La experiencia del V Encuentro de Mujeres Líderes Iberoamericanas nos ha proporcionado el mejor de los debates entre mujeres que estamos alerta en un mundo con brechas profundas, sobre todo en los temas de género, clase y etnias.
Ha sido agradable ver a mujeres políticas, hoy exitosas y empoderadas, reconocer su trabajo en el proyecto político del PSOE, que coloca a las mujeres en su centralidad, desde la propuesta de una igualdad por la que hombres y mujeres, se la han jugado y han ganado.
Lo más estimulante es saber que estas políticas lograron la complicidad suficiente de sus compañeros y retaron todas las fuerzas, en pronósticos también, planificando y ejecutando por un país más equitativo e igualitario que, aun lejos de la perfección, las sugiere como un modelo de mujeres políticas partidarias para nuestras militantes nacionales.
Con las compañeras de Argentina, Bolivia, Brasil, Chile, Colombia, Costa Rica, Cuba, Ecuador, Guatemala, El Salvador, Honduras, México, Nicaragua, Panamá, Paraguay, Perú, Uruguay y Venezuela compartimos la emoción por el valor grande de estas políticas que reconocen la responsabilidad histórica con el colectivo de las españolas, al mantener sus reclamos, integrando a las más jóvenes.
La Ministra de la Igualdad, Bibiana Aído, 32 años de juventud fuerte, hace responsable a su Estado contando las muertes de mujeres, sin esconder datos, porque de eso dependen los planes de prevención para la vida en igualdad, haciendo de España el único país europeo con estadísticas oficiales de feminicidios.
La vicepresidenta primera del Congreso de los Diputados, Teresa Cunillera, recordaba cómo no existe un derecho absoluto, porque sólo hay derechos conflictivos.
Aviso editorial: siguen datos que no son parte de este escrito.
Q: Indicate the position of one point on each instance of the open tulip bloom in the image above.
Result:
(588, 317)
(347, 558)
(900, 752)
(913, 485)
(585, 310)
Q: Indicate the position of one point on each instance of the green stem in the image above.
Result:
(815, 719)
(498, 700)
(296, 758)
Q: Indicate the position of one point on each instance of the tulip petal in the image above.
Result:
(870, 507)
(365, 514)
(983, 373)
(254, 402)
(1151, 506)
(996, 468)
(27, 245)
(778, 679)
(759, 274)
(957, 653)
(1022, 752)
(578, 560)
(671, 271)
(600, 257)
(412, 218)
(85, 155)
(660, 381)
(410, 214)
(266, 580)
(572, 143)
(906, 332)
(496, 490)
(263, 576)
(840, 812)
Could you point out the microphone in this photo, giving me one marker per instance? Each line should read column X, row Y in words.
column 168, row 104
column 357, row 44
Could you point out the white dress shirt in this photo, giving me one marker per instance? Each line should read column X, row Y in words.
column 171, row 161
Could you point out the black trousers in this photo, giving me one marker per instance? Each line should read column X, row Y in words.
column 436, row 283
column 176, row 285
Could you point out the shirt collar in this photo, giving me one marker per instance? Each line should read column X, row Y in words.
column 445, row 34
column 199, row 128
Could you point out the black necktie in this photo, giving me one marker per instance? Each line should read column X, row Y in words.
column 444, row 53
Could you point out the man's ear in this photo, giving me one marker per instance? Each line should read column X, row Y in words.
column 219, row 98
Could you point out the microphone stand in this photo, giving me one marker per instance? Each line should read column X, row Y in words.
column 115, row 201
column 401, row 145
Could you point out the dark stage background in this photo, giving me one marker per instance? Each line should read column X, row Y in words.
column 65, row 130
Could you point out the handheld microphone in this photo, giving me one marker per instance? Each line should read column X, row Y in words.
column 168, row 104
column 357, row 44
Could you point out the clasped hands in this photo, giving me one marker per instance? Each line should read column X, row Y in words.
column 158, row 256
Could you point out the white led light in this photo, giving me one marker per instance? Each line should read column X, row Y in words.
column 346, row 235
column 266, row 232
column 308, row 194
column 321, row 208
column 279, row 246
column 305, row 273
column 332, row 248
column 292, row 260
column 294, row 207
Ella sigue escuchando a la gente de su pueblito cerca de Barcelona, para saber qué necesita y piensa quien la votó o no, para trabajar por el pueblo.
La vicepresidenta primera del Gobierno, María Teresa Fernández de la Vega, nos mostró la mejor cara del poder de las mujeres y también su amor por América Latina, a quien dedica una parte de sus vacaciones cada año, y no para descansar.
El pensamiento de las ventiún mujeres invitadas, se mantuvo en nuestros gobiernos mayoritariamente masculinos y en algunos casos misóginos. En nuestras mujeres políticas desempoderadas para representarnos y en la necesidad de crear esperanza.